Oral Dysplasia and Squamous Cell Carcinoma in Patients with HIV Infection

 
 

Oral Dysplasia and Squamous Cell Carcinoma in Patients with HIV Infection


J.A.G. BUCHANAN1, A.M. HEGARTY1, N. KALAVREZOS 2, T.A .HODGSON1, S.R. PORTER 1
Units of Oral Medicine1 and Maxillofacial Surgery2, UCL Eastman Dental Institute and UCLHT, Eastman Dental Hospital, London, UK

Introduction Following HAART introduction a relative increase in HPV-associated oral warts in HIV-infected individuals has been reported. Histopathological analysis of these lesions frequently reveals mild dysplastic features and it is suggested affected patients may be at risk of development of oral squamous cell carcinoma (OSCC).
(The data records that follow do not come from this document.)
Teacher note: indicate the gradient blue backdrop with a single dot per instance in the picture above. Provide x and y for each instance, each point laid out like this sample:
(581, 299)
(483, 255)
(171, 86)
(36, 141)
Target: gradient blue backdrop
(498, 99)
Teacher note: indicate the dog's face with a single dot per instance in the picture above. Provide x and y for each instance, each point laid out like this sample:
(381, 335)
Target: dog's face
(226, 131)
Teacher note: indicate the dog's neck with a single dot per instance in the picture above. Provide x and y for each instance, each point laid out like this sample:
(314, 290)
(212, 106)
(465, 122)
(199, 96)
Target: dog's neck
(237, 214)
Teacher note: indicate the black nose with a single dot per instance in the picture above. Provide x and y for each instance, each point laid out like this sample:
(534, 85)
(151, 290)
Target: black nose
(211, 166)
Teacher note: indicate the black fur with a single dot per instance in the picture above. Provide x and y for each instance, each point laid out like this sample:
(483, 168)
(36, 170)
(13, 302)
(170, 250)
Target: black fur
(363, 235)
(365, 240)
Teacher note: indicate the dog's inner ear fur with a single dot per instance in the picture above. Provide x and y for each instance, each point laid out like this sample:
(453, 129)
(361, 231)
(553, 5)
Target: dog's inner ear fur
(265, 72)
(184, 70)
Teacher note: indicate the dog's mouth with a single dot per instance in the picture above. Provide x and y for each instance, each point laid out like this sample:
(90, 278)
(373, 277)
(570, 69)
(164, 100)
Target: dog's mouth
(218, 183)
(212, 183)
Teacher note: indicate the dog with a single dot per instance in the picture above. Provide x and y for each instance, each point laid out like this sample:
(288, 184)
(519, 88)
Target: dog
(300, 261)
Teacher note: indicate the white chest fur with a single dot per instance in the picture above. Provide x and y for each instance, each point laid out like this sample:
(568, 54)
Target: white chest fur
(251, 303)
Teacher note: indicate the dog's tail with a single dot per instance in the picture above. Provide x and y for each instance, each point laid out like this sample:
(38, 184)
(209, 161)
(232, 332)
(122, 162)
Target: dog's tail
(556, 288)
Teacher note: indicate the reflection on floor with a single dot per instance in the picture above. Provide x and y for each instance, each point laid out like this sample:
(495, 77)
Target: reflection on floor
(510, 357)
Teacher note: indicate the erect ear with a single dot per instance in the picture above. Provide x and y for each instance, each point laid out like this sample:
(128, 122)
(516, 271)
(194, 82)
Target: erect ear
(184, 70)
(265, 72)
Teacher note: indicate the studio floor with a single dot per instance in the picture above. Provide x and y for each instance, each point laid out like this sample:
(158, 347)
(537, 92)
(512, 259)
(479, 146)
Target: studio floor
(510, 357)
Case series We report a case series of 7 HIV infected males presenting with oral epithelial dysplasia or frank oral squamous cell carcinoma and assess likely risk factors for oral oncogenesis, management and outcomes.

Case Age Smokes
(pack years)
Alcohol
(units/week)
Diagnosis HPV Geno type Management
A 49 28 3 severe dysplasia 16 Surgery
B 37 15 10 moderate/severe dysplasia Neg Surgery
C 45 Nil 2 OSCC Neg Surgery
D 45 20 25 OSCC & severe dysplasia Neg Surgery & DXT
E 42 10 21 moderate dysplasia Not typed Surgery
F 46 20 20 Mild dysplasia 6 Monitor
G 54 Nil 12 Mild dysplasia Neg Monitor

Conclusion

With the improved life expectancy associated with HAART, this case series suggests HIV-infected individuals may become increasingly susceptible to well-recognized risk factors for OSCC namely long-term alcohol and tobacco use - especially if they occur in combination with other risk factors for OSCC such as malnutrition, deprivation, poor oral hygiene and possibly HPV infection. The relatively young age of the individuals in this series concurs with the few other reports in the literature.